At any rate, many people reached out to me to tell me about times that they, too, had been embarrassed by a priest at Mass. I got a whole other column out of it. I let the comment box on that one run to seed because I have discovered what Father Cusick has not: it’s actually good to get vituperated by a mob of opinionated commentators on the internet. It means they’re reading you and you’re getting your message across. Heck, if you’re a Patheos blogger, you can make literally tens of dollars off of a lively comment thread.

I went about my business, writing about other topics.
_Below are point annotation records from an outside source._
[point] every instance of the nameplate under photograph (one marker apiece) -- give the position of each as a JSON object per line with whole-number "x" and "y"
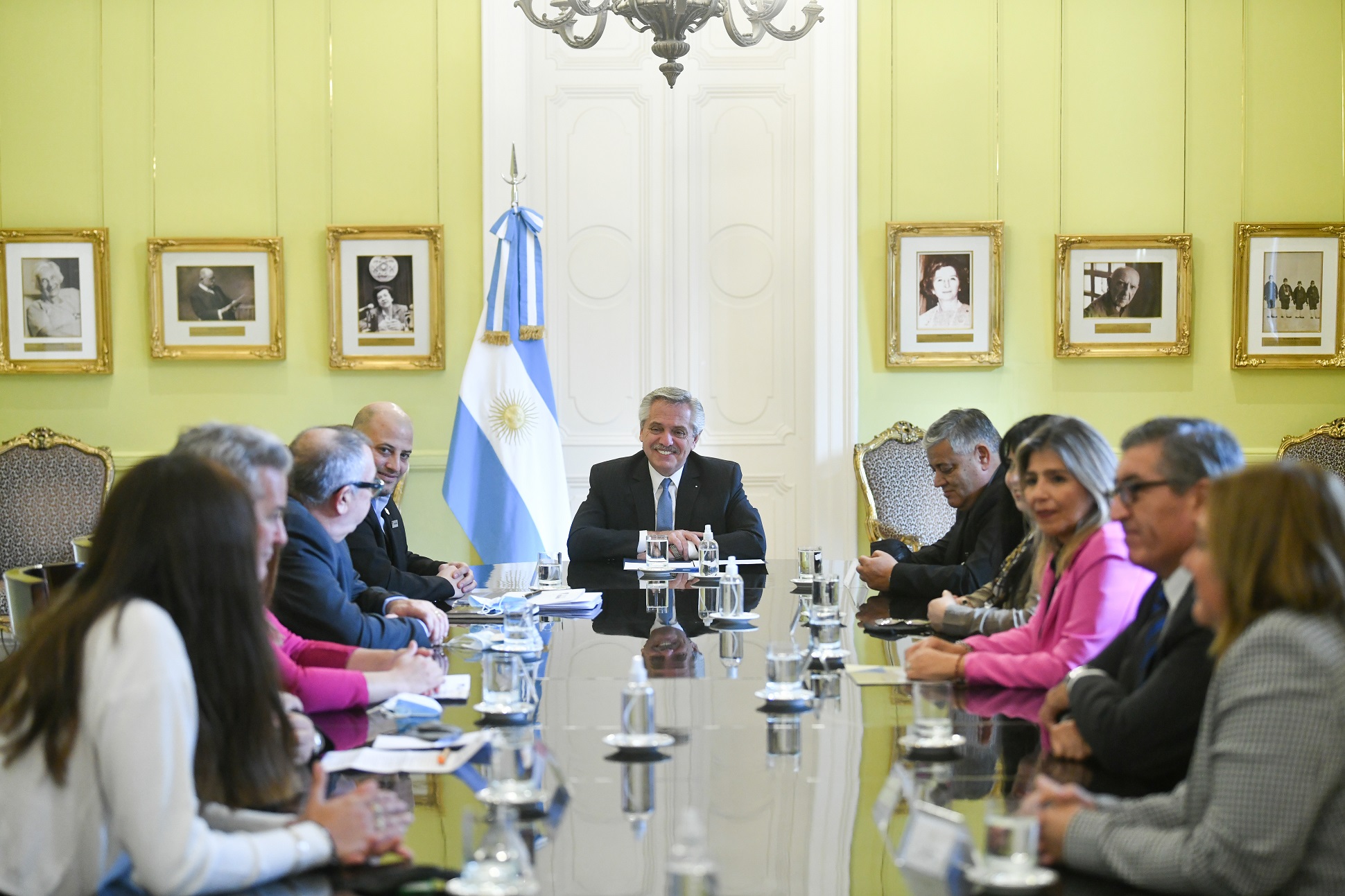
{"x": 55, "y": 315}
{"x": 217, "y": 299}
{"x": 386, "y": 298}
{"x": 1123, "y": 297}
{"x": 1286, "y": 295}
{"x": 943, "y": 295}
Then, a few days ago, my boss got a curious email from Father Cusick. It said in its entirety, “IRT Request for correction/retraction Mary Pezzulo mentions me and a tweet on her blog. She erroneously claims in connection with it that I claimed another priest called out a woman during Mass about her clothing. I never said such a thing and am not aware it ever happened. Asking her to delete and issue retraction/correction. Thank you.

I double checked what I thought I’d seen. I found a screenshot to make sure. I even read about the controversy in articles that supported Father Cusick, to make sure. I emailed my editor the screenshot, and the articles, which she passed on to Father Cusick, to remind him that he did indeed say “a priest I know was forced on Sunday to ask a woman at Mass to cover her shoulders.” I wrote that the priest asked the woman to cover her shoulders at Mass, which is, to me, implied by stating that he asked her, at Mass, to cover her shoulders.

Father Cusick didn’t see it that way. He spat back, “Mary said the priest told the woman during mass to cover her shoulders; it did not happen during the mass. I do not wish to be associated with the suggestion that a priest would correct the woman from the pulpit or in any way publicly during the mass. I never said it happened in the tweet. I’m not aware it happened and Mary says that it happened in her column; there are no facts to base it to back up her statement. I am demanding a retraction.

Very well, Reverend Father. You demand is my command. Vituperation is a word that I would like to use in this sentence.

I do retract my statement that Father Kevin Cusick said a priest asked a woman during Sunday Mass to cover her shoulders. I was misled by a priest named Father Kevin Cusick, who said that “a priest I know was forced on Sunday to ask a woman at Mass to cover her shoulders.” I foolishly interpreted this to mean that a priest asked a woman at Mass on Sunday to cover her shoulders. It turns out that the alleged priest did not ask the woman at Mass to cover her shoulders. He did not interrupt the Mass to embarrass the woman for not following some traditionalist ladies’ dress code– and as an aside, those ladies sound like miserable old biddies best ignored. The alleged priest allegedly asked that poor alleged woman to cover her alleged shoulders at some time other than during Mass. Maybe it wasn’t even on Sunday. Maybe it was Tuesday when he saw her at the liquor store. For all I know, he didn’t even ask her to cover her shoulders. Maybe he told her to cover her buttocks, or her left pinkie finger, or to put on a scary clown mask. Maybe he vituperated her as well. Only Father Cusick would know.

I apologize to Father Cusick for trying to make sense of what he said in public in front of millions of people, and I apologize to my readers for any confusion.